Ukraine repels Russian attacks around 14 settlements in Donbas

Meanwhile, over the past 24 hours, Ukrainian forces repelled Russian attacks around fourteen settlements in the eastern Donetsk and Luhansk regions, collectively known as the Donbas, Polish state news agency PAP reported on Friday, citing Ukraine’s General Staff. 

In its early morning update from the frontlines, Ukraine’s military command said: “Over the past day, units of the Defense Forces of Ukraine repelled the attacks of the occupiers in the areas of Novoselivske, Stelmakhivka, Chervopopivka, and Bilohorivka in the Luhansk oblast and Hryhorivka, Vyimka, Bakhmut, Opytne, Klishchiivka, Kurdyumivka, Pivnichne, Pervomaiske, Krasnohorivka, and Maryinka in the Donetsk oblast.”  

At the same time, Ukraine’s air force “carried out 19 strikes on the areas of concentration of personnel, weapons and military equipment, as well as 3 strikes on the positions of the enemy's anti-aircraft missile systems,” officials in Kyiv said.

Over the past 24 hours, Ukrainian artillery hit four Russian control points, among other targets, the PAP news agency reported. 

It came after Russian forces on Thursday conducted five missile attacks on civilian infrastructure in Ukraine’s northeastern Kharkiv region and the eastern Donetsk province, PAP reported.

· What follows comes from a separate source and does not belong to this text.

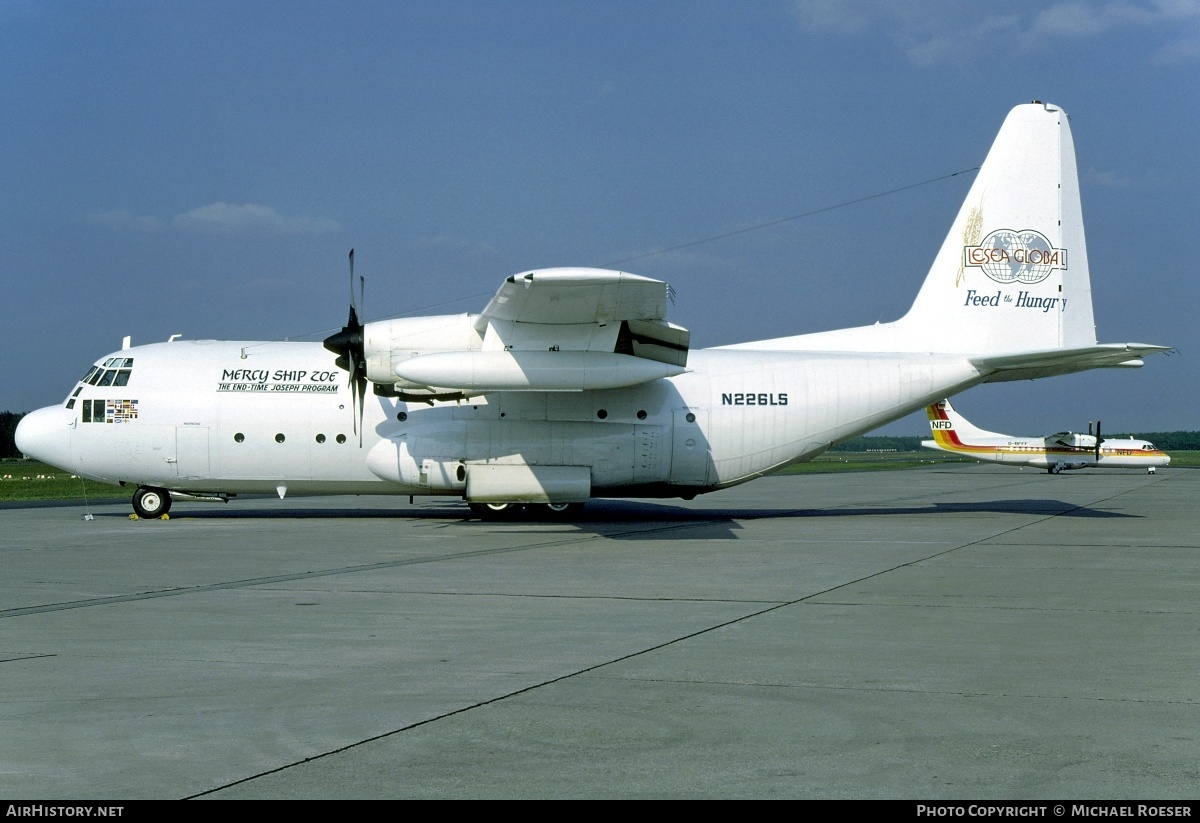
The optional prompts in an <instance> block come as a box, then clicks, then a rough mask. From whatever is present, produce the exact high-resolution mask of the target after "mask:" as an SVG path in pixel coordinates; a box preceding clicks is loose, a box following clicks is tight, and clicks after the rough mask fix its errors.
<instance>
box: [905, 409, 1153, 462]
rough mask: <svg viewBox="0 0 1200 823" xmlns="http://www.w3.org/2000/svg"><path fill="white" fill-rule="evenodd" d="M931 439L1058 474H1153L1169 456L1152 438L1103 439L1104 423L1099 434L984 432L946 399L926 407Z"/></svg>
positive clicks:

Russia’s military death toll in Ukraine exceeds 90,000

The Ukrainian General Staff also reported that Russia had now lost more than 90,000 troops since invading Ukraine in February, including 650 servicemen over the last day. 

In addition, Ukrainian forces have taken out a total of 2,916 Russian tanks, 5,883 armoured personnel vehicles and 280 aircraft, among other military equipment, Ukraine’s military authorities said.

Shortage of munitions limits Russia’s offensive potential: UK defence ministry

Russia’s shortage of munitions is likely “one of the main factors” curbing its potential to launch new offensive operations, according to the British Ministry of Defence.

In its latest intelligence update on the war in Ukraine, published on Twitter on Friday, the UK defence ministry wrote: “Russia’s shortage of munitions … is likely one of the main factors currently limiting Russia’s potential to restart effective, large scale offensive ground operations.”    

The UK analysts also noted that Russia’s retreat from the west bank of the Dnipro River in November “has provided the Ukrainian Armed Forces with opportunities to strike additional Russian logistics nodes and lines of communication.”

“This threat has highly likely prompted Russian logisticians to relocate supply nodes, including rail transfer points, further south and east,” the British defence ministry assessed.

Now “Russian logistics units will need to conduct extra labour-intensive loading and unloading from rail to road transport,” the UK experts said, adding that “Road moves will subsequently still be vulnerable to Ukrainian artillery as they move on to supply Russian forward defensive positions.”

Friday is day 282 of Russia’s war on Ukraine.